150+ reusable Ansible roles (the building blocks of configuration: one role per service or subsystem).

group_vars/

Variables scoped per system or host group (e.g., group_vars/juwels/), allowing per-cluster customization.

host_vars/

Variables specific to individual nodes, for host-level tuning.

files/

Static configuration files deployed as-is: SSH keys, certificates, pre-built configs.

templates/

Jinja2 templates rendered at deploy time (e.g., SLURM configs, kickstart files).

vault/

Encrypted secrets (passwords, API tokens) managed with Ansible Vault and GPG.

juwels/, jureca/, ...

Per-system inventory directories defining which hosts belong to which groups.

*.yml (root)

Top-level playbooks — one per system — that orchestrate which roles run on which hosts.

How Changes Are Applied

5-step deployment workflow: Edit, Merge Request, CI, Merge, Deploy

Technology Stack

  • Configuration Management: Ansible (agentless, SSH-based automation)

  • Operating Systems: Red Hat Enterprise Linux, Rocky Linux

  • Job Scheduling: SLURM, UNICORE

  • Parallel Filesystems: IBM Spectrum Scale (GPFS), Ceph, NFS

  • Interconnect: InfiniBand (Mellanox/NVIDIA OFED), Ethernet

  • Accelerators: NVIDIA & AMD GPUs (driver & runtime management)

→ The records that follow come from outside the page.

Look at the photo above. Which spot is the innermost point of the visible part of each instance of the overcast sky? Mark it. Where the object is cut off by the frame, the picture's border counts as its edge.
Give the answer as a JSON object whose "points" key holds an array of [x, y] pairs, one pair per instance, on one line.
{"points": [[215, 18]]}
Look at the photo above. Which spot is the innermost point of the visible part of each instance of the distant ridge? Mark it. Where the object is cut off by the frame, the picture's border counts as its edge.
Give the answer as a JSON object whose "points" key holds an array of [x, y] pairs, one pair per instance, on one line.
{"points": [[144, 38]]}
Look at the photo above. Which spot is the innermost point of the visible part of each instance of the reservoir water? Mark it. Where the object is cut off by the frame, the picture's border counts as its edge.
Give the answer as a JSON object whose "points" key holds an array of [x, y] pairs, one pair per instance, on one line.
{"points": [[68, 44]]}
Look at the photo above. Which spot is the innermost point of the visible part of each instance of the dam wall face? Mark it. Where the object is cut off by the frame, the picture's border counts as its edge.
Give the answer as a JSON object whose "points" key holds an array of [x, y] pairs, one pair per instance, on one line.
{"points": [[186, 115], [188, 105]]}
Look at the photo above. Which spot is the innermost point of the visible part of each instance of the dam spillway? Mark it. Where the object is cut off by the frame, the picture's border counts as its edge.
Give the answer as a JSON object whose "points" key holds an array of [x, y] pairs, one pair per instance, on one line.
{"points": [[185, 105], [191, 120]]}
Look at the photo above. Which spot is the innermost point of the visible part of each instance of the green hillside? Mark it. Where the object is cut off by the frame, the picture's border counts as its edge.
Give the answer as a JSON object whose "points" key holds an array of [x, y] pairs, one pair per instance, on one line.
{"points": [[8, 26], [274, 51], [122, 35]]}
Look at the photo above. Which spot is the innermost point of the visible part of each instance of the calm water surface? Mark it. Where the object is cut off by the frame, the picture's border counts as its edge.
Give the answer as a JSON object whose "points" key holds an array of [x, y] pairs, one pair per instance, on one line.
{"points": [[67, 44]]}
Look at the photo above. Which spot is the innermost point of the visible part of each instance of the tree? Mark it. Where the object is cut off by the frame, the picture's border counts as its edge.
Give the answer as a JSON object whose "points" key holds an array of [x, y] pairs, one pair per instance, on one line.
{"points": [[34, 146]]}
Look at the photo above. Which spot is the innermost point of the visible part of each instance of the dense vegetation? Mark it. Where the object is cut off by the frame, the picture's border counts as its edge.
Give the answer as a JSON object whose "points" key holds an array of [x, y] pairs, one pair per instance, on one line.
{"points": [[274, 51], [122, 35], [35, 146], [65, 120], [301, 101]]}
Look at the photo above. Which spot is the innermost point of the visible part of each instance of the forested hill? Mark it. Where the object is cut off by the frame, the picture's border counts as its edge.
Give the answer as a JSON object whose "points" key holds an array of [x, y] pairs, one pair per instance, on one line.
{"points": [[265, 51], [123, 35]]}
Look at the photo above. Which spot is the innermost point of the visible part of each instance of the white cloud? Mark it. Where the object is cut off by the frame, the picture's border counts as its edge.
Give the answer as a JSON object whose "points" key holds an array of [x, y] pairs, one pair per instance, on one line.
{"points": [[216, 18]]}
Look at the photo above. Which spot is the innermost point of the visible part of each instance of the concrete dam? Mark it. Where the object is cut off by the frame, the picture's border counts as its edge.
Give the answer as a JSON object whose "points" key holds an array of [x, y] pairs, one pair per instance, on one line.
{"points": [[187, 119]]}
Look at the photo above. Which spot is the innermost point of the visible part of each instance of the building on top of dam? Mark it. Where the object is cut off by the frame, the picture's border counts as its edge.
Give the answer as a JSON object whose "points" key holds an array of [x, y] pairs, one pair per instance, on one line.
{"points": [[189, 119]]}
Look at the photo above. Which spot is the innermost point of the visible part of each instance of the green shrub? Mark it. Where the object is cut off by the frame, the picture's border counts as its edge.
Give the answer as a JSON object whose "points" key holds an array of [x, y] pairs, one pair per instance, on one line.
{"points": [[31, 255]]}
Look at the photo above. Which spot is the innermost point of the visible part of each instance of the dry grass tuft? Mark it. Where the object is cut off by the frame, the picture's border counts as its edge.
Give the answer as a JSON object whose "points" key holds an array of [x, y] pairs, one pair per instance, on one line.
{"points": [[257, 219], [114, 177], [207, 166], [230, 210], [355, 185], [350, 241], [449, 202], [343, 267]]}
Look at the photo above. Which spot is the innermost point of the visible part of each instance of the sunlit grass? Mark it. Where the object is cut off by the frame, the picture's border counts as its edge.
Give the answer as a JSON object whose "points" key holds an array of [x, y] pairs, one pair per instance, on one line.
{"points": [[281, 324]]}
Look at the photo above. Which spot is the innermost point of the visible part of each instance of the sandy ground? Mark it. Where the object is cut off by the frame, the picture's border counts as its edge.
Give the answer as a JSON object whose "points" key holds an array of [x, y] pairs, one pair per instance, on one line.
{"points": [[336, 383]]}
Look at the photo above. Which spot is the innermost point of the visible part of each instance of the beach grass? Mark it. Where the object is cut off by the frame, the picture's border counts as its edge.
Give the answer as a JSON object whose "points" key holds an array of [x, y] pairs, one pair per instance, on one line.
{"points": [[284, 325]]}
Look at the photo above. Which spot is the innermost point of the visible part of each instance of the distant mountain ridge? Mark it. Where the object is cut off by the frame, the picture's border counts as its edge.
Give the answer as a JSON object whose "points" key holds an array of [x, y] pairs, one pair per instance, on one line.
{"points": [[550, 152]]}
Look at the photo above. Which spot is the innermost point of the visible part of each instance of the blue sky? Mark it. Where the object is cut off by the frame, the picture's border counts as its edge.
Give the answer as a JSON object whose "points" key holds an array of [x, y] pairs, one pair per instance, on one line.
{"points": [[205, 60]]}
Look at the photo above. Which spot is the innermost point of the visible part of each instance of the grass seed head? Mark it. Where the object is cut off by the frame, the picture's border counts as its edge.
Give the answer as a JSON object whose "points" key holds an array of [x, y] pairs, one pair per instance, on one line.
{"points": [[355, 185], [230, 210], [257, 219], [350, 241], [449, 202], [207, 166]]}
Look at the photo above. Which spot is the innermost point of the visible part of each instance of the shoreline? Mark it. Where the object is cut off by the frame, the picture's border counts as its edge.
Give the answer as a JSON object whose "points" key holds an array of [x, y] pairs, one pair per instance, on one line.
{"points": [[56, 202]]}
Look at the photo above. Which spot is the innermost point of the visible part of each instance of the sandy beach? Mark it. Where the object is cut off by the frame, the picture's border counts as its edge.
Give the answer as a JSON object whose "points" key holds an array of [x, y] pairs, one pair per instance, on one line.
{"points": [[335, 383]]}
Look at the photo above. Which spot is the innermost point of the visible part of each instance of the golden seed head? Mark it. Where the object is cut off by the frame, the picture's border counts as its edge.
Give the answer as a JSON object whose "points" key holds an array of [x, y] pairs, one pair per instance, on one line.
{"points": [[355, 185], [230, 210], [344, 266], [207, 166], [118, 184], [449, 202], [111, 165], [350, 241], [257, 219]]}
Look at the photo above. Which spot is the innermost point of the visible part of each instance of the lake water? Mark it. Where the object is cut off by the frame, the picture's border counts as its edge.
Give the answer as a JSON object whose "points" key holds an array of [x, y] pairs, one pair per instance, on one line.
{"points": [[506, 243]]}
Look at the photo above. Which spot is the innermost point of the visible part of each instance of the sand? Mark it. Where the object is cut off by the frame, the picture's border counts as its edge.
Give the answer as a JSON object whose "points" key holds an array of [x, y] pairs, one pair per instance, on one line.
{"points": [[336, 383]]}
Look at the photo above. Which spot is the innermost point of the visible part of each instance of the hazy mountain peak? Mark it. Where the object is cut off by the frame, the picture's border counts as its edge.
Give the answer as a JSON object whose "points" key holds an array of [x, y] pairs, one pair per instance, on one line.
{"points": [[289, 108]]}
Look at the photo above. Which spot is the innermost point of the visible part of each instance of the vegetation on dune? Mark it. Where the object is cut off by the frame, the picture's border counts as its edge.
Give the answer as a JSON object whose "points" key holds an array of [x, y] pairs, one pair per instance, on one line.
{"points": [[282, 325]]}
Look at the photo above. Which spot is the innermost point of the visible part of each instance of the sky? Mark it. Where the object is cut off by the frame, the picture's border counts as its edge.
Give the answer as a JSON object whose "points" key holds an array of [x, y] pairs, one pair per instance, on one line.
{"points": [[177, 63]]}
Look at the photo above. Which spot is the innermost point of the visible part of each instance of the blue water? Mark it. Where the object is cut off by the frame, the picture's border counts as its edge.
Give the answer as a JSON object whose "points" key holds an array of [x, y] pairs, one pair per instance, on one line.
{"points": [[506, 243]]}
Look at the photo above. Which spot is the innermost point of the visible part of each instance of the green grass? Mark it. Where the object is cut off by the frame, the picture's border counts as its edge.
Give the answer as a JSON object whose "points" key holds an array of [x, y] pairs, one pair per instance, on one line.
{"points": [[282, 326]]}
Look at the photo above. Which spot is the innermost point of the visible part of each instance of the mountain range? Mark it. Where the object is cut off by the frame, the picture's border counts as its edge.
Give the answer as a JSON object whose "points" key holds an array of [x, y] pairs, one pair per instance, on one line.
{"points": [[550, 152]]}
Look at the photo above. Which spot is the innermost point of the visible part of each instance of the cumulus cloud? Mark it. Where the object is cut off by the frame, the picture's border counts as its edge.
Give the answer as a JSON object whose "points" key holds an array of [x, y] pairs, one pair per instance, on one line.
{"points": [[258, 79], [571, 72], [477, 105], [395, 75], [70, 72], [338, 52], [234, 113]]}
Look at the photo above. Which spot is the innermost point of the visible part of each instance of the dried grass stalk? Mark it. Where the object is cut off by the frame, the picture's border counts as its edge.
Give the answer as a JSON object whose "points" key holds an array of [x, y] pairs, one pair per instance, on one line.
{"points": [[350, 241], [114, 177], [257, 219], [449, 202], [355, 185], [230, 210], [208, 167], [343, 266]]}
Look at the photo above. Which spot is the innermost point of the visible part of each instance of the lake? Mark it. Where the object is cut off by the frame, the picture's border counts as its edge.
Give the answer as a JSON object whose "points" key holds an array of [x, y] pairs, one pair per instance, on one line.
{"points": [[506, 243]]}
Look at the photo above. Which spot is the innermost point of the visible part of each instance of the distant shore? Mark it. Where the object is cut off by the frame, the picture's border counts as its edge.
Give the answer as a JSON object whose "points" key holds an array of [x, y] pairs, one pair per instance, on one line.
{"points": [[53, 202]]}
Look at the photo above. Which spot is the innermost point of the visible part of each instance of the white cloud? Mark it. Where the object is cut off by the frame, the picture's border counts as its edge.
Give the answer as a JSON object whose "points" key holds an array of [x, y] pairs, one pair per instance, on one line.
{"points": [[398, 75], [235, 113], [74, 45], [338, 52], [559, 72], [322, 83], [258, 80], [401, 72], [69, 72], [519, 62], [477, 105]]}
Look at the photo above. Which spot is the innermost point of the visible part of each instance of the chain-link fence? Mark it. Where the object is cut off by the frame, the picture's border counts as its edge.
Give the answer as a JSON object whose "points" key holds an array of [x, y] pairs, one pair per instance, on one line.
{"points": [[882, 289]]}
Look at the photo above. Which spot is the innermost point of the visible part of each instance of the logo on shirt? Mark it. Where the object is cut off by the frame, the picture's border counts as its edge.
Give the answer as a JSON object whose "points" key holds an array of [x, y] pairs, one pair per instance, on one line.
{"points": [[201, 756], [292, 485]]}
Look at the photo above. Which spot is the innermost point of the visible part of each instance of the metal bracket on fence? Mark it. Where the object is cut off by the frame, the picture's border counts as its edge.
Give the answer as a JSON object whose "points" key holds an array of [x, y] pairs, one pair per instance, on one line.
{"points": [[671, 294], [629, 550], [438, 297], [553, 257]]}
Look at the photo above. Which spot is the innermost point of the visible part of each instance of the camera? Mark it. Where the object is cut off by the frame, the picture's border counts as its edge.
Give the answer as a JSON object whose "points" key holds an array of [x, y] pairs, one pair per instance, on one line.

  • Monitoring: Prometheus, Grafana, Loki, Alertmanager

  • Containers: Apptainer (Singularity), Podman, Kubernetes

  • High Availability: Pacemaker/Corosync, HAProxy, Keepalived

  • Secrets Management: Ansible Vault with GPG encryption

  • Source Control & CI/CD: GitLab, GitLab-CI, Ansible AWX

Glossary

Term

Definition

Ansible

An open-source IT automation engine that manages configuration, deployment, and orchestration over SSH — no agent software is required on managed nodes.

Playbook

A YAML file that declares what should be configured on which hosts. Think of it as a recipe that Ansible follows step by step.

Role

A self-contained, reusable unit of automation (e.g., “install and configure SLURM”). Roles are the building blocks assembled by playbooks.

Inventory

A listing of all servers (nodes) organised into groups. Each HPC system has its own inventory.

Configuration as Code

The practice of managing IT infrastructure configuration through machine-readable definition files rather than manual configuration, enabling version control, review, and repeatable deployments.

HPC

High-Performance Computing — using supercomputers and parallel processing to solve large-scale computational problems in science, engineering, and AI.

SLURM

Simple Linux Utility for Resource Management — the industry-standard job scheduler that allocates compute resources to user workloads on HPC clusters.

GPFS

General Parallel File System (IBM Spectrum Scale) — a high-performance clustered filesystem designed for large-scale data-intensive workloads.